In the last decade, the field of algebraic geometry was set on fire by “perfectoid spaces” rather than “Scholze spaces” because Peter Scholze kept on calling them that in his talks and papers. Like Conway and Wolpert, he put his descriptive name into the titles of his work, not just the body. That seems to help. By contrast, Shing-Tung Yau says in his autobiography that the Calabi-Yau manifold was given its name by other people eight years after he proved its existence, which Eugenio Calabi had conjectured some 20 years before that. Calabi and Yau would have had more right than anyone to interject and suggest something else, but as Yau tells it, they were both proud and happy to watch their names spread together through scholarly publications and through popular culture. What we have now is a system which gives naming rights to the discoverers in an implicit way, where your contributions will bear your names by default, unless you decide to agitate for something else.

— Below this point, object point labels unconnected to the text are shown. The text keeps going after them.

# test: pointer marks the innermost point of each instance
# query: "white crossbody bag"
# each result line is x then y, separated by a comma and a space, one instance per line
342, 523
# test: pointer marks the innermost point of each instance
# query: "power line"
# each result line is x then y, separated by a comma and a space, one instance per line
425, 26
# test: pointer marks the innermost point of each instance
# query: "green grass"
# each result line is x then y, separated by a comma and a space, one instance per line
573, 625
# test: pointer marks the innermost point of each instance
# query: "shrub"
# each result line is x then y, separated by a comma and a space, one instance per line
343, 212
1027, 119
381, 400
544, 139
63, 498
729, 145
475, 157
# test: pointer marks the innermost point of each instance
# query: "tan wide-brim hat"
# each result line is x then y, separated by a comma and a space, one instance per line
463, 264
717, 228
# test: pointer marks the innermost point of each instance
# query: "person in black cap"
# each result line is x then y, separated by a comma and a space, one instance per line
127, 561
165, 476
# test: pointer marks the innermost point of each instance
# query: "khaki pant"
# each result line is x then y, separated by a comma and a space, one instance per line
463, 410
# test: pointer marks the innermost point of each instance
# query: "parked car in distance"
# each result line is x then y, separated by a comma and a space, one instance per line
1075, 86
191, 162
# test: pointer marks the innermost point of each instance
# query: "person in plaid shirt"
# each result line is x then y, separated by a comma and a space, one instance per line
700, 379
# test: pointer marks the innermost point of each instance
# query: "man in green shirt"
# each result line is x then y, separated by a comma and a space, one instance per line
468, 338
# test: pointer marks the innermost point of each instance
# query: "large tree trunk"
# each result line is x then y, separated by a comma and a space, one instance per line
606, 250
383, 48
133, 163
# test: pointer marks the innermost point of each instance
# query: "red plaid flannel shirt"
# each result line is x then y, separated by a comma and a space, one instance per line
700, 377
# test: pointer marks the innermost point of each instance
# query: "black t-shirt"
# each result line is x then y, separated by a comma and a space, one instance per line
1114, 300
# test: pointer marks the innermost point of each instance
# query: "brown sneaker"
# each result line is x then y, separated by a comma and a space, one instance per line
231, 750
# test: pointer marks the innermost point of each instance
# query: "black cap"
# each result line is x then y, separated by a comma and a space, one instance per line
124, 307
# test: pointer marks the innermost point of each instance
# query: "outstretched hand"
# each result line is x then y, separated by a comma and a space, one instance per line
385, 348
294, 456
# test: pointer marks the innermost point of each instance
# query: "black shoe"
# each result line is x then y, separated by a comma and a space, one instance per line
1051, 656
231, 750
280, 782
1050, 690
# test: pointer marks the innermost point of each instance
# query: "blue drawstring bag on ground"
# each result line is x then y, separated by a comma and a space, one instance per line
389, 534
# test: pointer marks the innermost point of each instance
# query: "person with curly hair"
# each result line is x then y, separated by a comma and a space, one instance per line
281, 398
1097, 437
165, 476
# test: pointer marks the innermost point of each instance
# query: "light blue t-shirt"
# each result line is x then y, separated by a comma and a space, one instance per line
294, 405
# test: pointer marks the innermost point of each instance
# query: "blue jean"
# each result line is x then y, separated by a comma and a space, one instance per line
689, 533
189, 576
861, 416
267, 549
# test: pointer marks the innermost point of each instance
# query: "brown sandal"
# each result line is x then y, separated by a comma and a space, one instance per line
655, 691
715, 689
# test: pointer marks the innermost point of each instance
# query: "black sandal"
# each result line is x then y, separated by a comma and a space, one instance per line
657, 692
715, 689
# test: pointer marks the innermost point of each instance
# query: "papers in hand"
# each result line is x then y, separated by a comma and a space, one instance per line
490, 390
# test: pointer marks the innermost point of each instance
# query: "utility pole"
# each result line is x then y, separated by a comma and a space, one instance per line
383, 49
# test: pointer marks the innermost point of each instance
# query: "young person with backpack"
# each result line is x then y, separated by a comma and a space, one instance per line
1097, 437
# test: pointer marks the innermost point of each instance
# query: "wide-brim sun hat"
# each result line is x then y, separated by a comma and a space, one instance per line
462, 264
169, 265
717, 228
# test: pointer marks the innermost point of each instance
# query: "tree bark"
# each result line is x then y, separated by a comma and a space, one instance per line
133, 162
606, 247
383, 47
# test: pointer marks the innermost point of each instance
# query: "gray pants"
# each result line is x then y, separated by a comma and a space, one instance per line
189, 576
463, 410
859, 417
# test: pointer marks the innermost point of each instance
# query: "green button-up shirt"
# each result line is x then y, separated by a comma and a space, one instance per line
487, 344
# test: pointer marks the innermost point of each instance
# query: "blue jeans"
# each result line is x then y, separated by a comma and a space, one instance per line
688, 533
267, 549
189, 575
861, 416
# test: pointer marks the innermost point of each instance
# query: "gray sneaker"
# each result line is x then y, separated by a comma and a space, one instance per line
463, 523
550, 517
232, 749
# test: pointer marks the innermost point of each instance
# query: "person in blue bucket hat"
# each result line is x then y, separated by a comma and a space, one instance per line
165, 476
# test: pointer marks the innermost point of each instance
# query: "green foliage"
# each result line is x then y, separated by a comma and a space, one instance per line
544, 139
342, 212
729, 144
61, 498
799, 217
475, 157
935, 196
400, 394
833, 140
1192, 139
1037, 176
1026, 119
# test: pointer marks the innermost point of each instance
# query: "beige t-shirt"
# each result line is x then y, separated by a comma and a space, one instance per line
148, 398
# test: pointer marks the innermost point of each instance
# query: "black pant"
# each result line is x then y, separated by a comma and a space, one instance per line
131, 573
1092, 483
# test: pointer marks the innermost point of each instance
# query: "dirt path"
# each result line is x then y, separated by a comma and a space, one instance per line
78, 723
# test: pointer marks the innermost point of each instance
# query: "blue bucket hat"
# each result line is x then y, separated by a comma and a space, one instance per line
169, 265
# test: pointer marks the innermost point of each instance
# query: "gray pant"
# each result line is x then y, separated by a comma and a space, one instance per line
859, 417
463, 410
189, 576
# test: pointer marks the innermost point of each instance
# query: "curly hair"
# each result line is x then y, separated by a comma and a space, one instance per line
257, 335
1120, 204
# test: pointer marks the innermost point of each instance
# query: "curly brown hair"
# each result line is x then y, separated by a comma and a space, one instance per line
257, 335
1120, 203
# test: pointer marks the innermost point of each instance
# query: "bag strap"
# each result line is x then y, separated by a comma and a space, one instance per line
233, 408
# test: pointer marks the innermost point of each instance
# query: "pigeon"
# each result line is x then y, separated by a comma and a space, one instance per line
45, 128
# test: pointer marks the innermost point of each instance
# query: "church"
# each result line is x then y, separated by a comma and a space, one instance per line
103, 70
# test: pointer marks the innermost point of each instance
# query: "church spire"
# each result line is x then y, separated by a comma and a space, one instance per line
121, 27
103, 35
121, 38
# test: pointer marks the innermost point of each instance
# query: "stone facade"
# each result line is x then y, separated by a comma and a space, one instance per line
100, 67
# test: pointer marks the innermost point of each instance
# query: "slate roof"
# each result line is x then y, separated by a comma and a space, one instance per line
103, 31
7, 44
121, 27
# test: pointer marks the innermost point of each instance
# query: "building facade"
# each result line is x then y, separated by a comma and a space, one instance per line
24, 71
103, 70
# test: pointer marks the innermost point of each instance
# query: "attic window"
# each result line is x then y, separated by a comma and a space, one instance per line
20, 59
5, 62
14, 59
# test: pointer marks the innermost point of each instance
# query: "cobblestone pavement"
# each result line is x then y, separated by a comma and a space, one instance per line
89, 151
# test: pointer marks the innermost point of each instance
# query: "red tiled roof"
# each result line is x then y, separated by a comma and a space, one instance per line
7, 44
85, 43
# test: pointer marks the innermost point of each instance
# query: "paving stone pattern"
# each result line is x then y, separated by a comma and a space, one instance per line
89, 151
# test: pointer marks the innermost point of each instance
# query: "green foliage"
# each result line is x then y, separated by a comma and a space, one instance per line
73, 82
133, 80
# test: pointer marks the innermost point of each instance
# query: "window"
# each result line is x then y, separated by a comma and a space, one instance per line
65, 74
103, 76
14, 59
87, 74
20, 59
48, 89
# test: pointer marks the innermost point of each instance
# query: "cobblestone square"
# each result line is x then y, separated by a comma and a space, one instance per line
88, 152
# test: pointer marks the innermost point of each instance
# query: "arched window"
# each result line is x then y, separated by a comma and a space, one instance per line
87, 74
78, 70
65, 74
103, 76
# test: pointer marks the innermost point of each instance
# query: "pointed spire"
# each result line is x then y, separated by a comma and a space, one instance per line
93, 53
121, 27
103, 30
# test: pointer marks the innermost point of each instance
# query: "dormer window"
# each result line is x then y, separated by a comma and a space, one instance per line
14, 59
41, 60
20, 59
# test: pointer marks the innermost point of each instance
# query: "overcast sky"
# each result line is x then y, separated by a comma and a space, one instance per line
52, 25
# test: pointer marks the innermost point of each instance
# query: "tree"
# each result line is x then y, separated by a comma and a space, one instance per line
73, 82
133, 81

Why do mathematicians continue to proffer and accept this courtesy, when it increases their own mental load and makes their own work more opaque?
The worst answer I can imagine is the one Pope Gregory VII gave for refusing to let the Holy Scripture be translated out of Latin: “... [I]f it were plainly apparent to all men, perchance it would be little esteemed and be subject to disrespect; or it might be falsely understood by those of mediocre learning, and lead to error.” The memory-intensive naming schemes in modern math may have the result of boxing out the laymen, but we must hope the priests of the academy are not doing it on purpose.
A more sympathetic answer would be that mathematicians want the glory of seeing their names outlive themselves as a reward for the long, solitary hours they labor to produce their results. In law or in medicine, research has a practical object, often with money attached. Can we count on the pleasure of finding things out to sustain work in pure math, if we eliminate this appeal to the ego?
I hold out the hope that research culture would be better off without it. One of the most compelling reasons Grisha Perelman gave for refusing his Fields Medal and his Millennium Prize was the unfairness of singling out one person as the progenitor of a 100-page proof, which necessarily represents a stitching together of many people’s breakthroughs, made over many decades of work. Changing the name scheme of modern math might imply a change in motive force, but if that change discouraged some people, it might welcome others in.
Laura Ball is a journalist-in-residence at the Kavli Institute for Theoretical Physics, a Thiel Fellow, and an alumna of the Math Prize for Girls program. She spent the last two years researching computational morality at Mila, the Quebec AI Institute.